Bölgemizin Var Olan Turizm Potansiyelini Bir Üst Sınıfa Taşıyacak Bir Proje
Bu konun önemini anlatan Armağan Aydeğer, "Var olan bu sıkıntılı süreci de aşmak için var gücümüzle çalışmalarımıza devam ediyoruz. Bu çerçevede en önemli etkinliklerimizden biri, 2018 yılının Troia Yılı ilan edilmesi projemiz. Dünyanın evrensel değeri olduğuna inandığımız Troianın, Türkiye turizminin bir atılım hamlesine vesile olmasını diliyoruz. Bunun çok güçlü bir iletişim aracı olarak kullanılması gerekiyor. Kültür ve Turizm Bakanlığının, 2018 yılını Troia Yılı olarak ilan ederek, yıl boyu Troia temalı onlarca etkinliğin bölgemizde ve ülkemizde yapılmasını hedefliyoruz. Troia gerçekten dünyanın 7 kıtasında yüzlerce ülkenin temel eğitim müfredatında yer alan, dünyanın en fazla bilinen 2nci marka değeri. Dolayısıyla bu çok kıymetli marka değerini doğru bir iletişim stratejisiyle birlikte yerleştirirsek, Türkiye turizminin de şuanda içinde bulunduğu küresel ve bölgesel sıkıntılardan kaynaklı daralmasının önüne geçeceğini, hatta bir gelişim hamlesine sebep olacağını düşünüyoruz. Aynı zamanda Çanakkale bölgesinin var olan turizm potansiyelini de bir üst sınıfa taşıyacağını ve Türkiyenin, hatta dünyanın önemli bir turizm destinasyonu olmasında önemli bir katkı sağlayacağını düşünüyoruz" diyor.

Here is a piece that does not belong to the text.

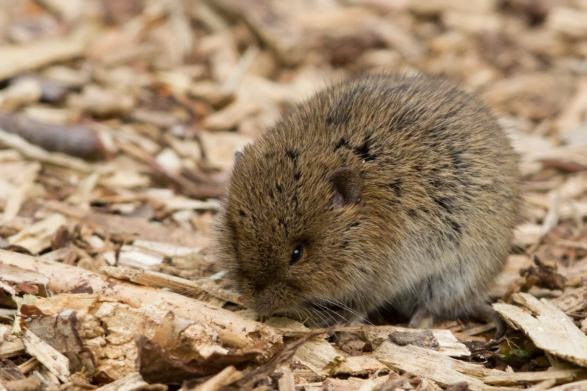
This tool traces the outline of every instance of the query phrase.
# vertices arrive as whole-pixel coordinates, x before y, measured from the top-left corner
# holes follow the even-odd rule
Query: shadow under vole
[[[350,79],[237,154],[216,253],[262,315],[324,326],[391,305],[413,327],[499,322],[487,285],[518,222],[517,162],[495,118],[458,86]]]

Uzun Zamandır Bir Araya Gelemeyenlere Memleket İçin Bir Araya Gelme Fırsatı
Önümüzde böylesi bir fırsat varken ve bu fırsat Çanakkalede birkaç kişi için değil tüm esnafımıza , şehre katkı sağlayacak imkanlar yaratacakken bize düşen bu projenin arkasında durmak ve hemen her fırsatta bu konuyu gündeme getirmektir. Zaman dar bu talebin vücut bulması için önümüzde birkaç zamanımız var. Siyasetçilerimizden, bürokratlarımızdan, şehrin tüm dinamiklerinden beklentimiz bu konuda ellerini taşın altına koyarak böylesi bir fırsatın çatısı altında birleşerek bu projeyi gerçekleştirmeleridir. Çanakkale bu konuda siyasi, ideolojik tüm farklılıklarını bir kenara bırakarak, Ankaraya adeta çadır kurup, vekillerden, bakanlıktan biz bunu istiyoruz diyebilmelidir. Düşünseniz, şehrin tüm dinamikleriyle bu talebimizi Kültür ve Turizm Bakanı Nabi Avcıya ilettiğimizi, böylesi birlikteliği ve kararlığı görenlerin bize hayır deme şansı olabilir mi? Bu projenin Çanakkale açısından da şöyle bir faydası olacaktır, uzun zamandır bir araya gelemeyenlere memleket için bir araya gelme fırsatını sunacaktır.